A, Images demonstrate that normalization of extracellular tumor pH (pH_e) neutralizes inherent tumor acidosis and restores immune permissiveness after conventional transarterial chemoembolization (TACE) (cTACE). Top, peaks from extracellular pH spectroscopy are shown in red, overlaid on the corresponding anatomic T1-weighted axial MRI scans (repetition time msec/echo time msec, 5.2/2.5).
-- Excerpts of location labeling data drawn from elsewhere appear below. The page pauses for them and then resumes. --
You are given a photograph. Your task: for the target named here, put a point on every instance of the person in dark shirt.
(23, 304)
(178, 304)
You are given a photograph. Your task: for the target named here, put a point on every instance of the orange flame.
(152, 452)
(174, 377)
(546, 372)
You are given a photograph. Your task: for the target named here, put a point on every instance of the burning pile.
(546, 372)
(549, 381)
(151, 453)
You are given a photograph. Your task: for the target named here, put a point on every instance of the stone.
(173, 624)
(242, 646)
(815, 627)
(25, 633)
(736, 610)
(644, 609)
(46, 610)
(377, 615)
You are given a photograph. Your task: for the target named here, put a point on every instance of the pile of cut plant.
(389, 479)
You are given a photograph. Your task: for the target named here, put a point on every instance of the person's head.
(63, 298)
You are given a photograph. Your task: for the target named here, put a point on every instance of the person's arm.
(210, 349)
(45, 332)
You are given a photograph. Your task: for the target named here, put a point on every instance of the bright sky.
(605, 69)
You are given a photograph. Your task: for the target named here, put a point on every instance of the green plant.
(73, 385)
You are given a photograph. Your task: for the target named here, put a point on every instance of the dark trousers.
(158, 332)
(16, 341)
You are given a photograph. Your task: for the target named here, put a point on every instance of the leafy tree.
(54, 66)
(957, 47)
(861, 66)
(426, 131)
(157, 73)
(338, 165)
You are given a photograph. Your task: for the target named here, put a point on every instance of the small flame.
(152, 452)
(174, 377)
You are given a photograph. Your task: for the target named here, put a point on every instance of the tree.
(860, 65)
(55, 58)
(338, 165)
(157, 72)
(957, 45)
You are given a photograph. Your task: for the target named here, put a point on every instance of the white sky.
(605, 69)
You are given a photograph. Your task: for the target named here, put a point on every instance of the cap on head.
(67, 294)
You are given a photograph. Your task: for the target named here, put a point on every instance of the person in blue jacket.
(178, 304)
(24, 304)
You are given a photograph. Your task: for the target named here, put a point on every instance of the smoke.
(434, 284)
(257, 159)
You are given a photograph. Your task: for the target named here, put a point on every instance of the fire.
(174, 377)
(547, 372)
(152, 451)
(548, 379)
Color map overlays illustrate extracellular tumor pH. Middle, Hematoxylin-eosin (H&E) and, bottom, human leukocyte antigen–DR isotope (HLA-DR) receptor staining reveals peritumoral immune cell infiltration in acidic untreated tumors. While extracellular tumor pH changes after conventional TACE remained insignificant and immune cell infiltrates were similar to or decreased compared with untreated tumors, conventional TACE with bicarbonate (cTACE w/bicarb) significantly increased extracellular pH of the tumor and tumor edge, boosting peritumoral immune cell infiltration. B, Box-and-whisker plots indicate extracellular (pH_e) differences in control rabbits and those treated with conventional TACE (cTACE) and conventional TACE with bicarbonate (cTACE w/bicarb). Data are medians (lines in boxes) and 25th to 75th percentiles (bottom and top of boxes) and ranges (whiskers) (Mann-Whitney U, Kruskal-Wallis test).